So one thing I do know as to why I think she tried again is cause she was in a awful spot. Her husband had a two year love, and other things happen affair with her sister in law. So I do think that her saying that again drunk was her also trying to play pay back. And I kno she was digging especially with his friend ya know. Cause when she went home that’s night she played this game with her husband asking if he was a threat to the marriage. I think she wanted attention also and to have her husband get jealous. If my husband truly wanted her he would have executed what did he have to lose that wasn’t already on the line ya know.


----------



## TAMAT (Jun 20, 2015)

Do you think that part of the reason you can't let it go is that your H never took what he did seriously or comprehended what he did? As another thread put it "he never got it"


----------



## dontworrybehappy (Apr 17, 2018)

TAMAT said:


> Do you think that part of the reason you can't let it go is that your H never took what he did seriously or comprehended what he did? As another thread put it "he never got it"

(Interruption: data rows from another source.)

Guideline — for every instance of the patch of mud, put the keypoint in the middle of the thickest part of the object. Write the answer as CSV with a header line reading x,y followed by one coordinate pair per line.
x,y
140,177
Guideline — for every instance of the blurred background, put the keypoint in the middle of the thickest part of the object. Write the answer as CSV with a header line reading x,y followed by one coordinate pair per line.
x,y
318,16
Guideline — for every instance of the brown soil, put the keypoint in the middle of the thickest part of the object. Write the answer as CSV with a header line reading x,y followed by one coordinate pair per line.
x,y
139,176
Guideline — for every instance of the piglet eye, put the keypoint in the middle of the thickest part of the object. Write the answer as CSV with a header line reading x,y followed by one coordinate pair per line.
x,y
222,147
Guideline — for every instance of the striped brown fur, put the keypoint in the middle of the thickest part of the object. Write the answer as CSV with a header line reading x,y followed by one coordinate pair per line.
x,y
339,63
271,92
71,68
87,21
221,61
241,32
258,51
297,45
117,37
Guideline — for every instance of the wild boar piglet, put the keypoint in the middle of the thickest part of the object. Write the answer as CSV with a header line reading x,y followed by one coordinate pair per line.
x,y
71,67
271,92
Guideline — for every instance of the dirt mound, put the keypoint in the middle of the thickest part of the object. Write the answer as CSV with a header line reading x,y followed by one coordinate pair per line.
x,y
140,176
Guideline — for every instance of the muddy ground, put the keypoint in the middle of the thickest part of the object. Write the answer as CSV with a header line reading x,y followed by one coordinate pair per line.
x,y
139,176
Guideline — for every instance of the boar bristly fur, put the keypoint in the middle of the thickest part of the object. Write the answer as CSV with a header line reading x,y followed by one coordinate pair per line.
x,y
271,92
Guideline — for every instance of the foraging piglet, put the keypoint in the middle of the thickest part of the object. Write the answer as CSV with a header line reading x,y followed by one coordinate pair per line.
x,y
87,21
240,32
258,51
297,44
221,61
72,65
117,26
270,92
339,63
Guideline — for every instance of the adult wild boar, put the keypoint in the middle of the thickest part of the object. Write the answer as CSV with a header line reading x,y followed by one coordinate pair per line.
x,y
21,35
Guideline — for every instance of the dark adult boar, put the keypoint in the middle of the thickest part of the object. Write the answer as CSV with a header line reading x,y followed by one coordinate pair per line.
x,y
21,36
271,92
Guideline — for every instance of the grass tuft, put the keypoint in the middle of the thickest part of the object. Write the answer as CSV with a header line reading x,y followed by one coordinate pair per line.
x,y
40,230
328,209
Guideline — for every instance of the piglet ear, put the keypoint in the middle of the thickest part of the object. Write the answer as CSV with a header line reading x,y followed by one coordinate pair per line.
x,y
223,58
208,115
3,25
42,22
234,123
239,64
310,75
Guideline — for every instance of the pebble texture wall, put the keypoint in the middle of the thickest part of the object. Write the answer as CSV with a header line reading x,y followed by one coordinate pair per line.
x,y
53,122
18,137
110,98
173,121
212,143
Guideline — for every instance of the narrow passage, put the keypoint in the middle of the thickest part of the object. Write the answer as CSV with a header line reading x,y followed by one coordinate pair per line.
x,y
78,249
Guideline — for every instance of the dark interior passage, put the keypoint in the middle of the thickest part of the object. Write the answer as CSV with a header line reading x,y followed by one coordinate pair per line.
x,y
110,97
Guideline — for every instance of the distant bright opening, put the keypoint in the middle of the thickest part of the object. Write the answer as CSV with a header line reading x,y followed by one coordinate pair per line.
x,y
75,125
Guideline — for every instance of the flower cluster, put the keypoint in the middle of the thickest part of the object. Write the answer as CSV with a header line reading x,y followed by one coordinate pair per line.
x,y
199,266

I think maybe he didn’t take it as serious as me because he saw what he did was not the typical affairs and he had reasoning to do it that he wasn’t infatuated and so on so maybe yeah maybe he didn’t see it as severe as I do


----------



## StillSearching (Feb 8, 2013)

dontworrybehappy said:


> I think maybe he didn’t take it as serious as me because he saw what he did was not the typical affairs and he had reasoning to do it that he wasn’t infatuated and so on so maybe yeah maybe he didn’t see it as severe as I do


They never do.


----------



## She'sStillGotIt (Jul 30, 2016)

dontworrybehappy said:


> So here is where I disagree with you all. Cause After the kiss he called her three days later and apologized to her and told her he loves me and he didn’t have feelings he was lost for a moment. About 4 months later she tried to kiss him and he said no so that’s how I know it wasn’t a “thing” of he truly lusted her he would have ran with it.


May I assume you had a VAR *secretly* record this oh so noble call he made to her while he thought he was alone? If that's the case - that he called _not knowing he was being taped_ - then I MIGHT believe it.

But if he made this most gratuitous call *in your presence*, then it doesn't count. He filed that little phone call performance under, 'dog and pony show I put on for my wife to get her off my back.' He and his 'friend' probably had a good laugh over that one the next time he saw her.

How do you know it never went farther than a kiss? Because HE told you that? Maybe *she* told you that as well? 

The likelihood that they *collaborated* on what their 'official' story would be - 'we just kissed' is 99%. Most cheaters NEVER admit to having sex unless you have ironclad proof to put under their noses. Even then, most of them _still _try to lie. Methinks your husband's pants are on fire. Hell, they're an inferno.



> But he hasn’t cheated ever since and didn’t keep trying when she did. So that has to speak for something.


And you know this because he *told* you that? 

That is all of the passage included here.